Interprètes : Eiman Yousif (Mona) ; Siran Riak (Julia) ; Nazar Goma (Akram, le mari de Mona).
Résumé : Une étrange amitié lie une riche soudanaise musulmane du Nord à une soudanaise chrétienne du Sud démunie après la mort de son mari. Ce lien cache, sur fond de guerre civile entre le Nord et le Sud, un secret et un mensonge.
Analyse : Nous sommes en 2005. Au Soudan l’atmosphère est à la guerre civile entre les musulmans du nord et les chrétiens du sud après la mort du leader des chrétiens du Sud, John Garang. Dans quelques années la population sera appelée à voter par referendum d’autodétermination l’indépendance du Sud qui sera gagnée en 2011. C’est dans ce contexte historique que Mahamed Kordofani a situé l’action de son premier long métrage. Le réalisateur ne laisse aucune place au suspens. Dès les premières images on connait les raisons qui vont pousser Mona à recueillir Julia comme servante et à l’aider jusqu’à payer l’école privée de son fils orphelin et à lui permettre de reprendre des études. Elle éprouve envers elle une grande culpabilité et soulage sa mauvaise conscience en débordant d’égards et d’attention. Julia ne connait pas ces motivations et se laisse aller à une amitié et une grande complicité avec Mona. Mais elle va découvrir la vérité par la suite, et sans rien dire, ne va rien changer à son attitude. Cette vérité sera dévoilée grâce au fils de Julia, par des moyens qu’on ne comprend pas bien, seule faiblesse du scénario. Après la confrontation entre les deux femmes, restera malgré tout une forme de tendresse, car Julia comprend que Mona est victime d’un système archaïque. C’était une chanteuse célèbre qui a dû cesser toute activité sous la pression de son mari, dans l’attente d’un enfant qui ne viendra pas. Julia va l’aider à devenir ce qu’elle est.

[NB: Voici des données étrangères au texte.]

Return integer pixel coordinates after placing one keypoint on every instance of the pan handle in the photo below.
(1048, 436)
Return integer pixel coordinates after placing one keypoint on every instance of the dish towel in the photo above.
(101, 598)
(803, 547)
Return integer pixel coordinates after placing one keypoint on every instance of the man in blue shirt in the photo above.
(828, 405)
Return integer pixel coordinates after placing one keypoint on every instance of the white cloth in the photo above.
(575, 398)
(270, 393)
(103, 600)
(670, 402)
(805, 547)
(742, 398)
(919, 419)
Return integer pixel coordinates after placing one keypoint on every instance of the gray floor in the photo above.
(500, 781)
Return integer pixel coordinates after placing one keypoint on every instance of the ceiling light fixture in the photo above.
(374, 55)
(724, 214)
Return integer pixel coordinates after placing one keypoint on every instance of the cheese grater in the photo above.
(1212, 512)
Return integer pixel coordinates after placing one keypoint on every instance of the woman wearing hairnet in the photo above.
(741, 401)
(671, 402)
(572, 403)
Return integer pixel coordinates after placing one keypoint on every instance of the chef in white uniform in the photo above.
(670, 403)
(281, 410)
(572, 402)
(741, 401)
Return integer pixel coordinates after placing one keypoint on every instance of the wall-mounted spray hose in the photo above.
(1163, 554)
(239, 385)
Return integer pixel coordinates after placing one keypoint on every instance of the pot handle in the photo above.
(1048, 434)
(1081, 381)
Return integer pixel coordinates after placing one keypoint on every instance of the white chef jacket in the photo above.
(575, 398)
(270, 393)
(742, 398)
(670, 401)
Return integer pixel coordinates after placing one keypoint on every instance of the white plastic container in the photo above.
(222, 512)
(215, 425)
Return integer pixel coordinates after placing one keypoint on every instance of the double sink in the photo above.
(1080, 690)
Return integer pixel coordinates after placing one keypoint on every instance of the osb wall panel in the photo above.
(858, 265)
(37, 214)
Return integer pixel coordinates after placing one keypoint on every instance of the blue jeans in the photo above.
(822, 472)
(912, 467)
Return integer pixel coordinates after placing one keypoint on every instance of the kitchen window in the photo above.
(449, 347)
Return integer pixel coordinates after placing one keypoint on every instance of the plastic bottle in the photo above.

Kordofani a réalisé un film magnifique, élégant, d’une grande beauté formelle, aux couleurs chaudes, qui met l’accent avec force sur l’intolérance et le racisme ambiant des musulmans du Nord qui ont tendance à mépriser les chrétiens en les considérant comme des sous-hommes, des esclaves. Un film qui dénonce une société sous le poids du conservatisme religieux et du patriarcat où les femmes, du moins au Nord, n’ont de rôle social que celui que veut bien leur assigner leur mari. Un film sur la culpabilité et la réparation, remarquablement interprété – les deux actrices sont fascinantes – aux accents de tragédie, une ode à la tolérance, à l’amitié et à la solidarité féminine. Un premier long métrage très prometteur.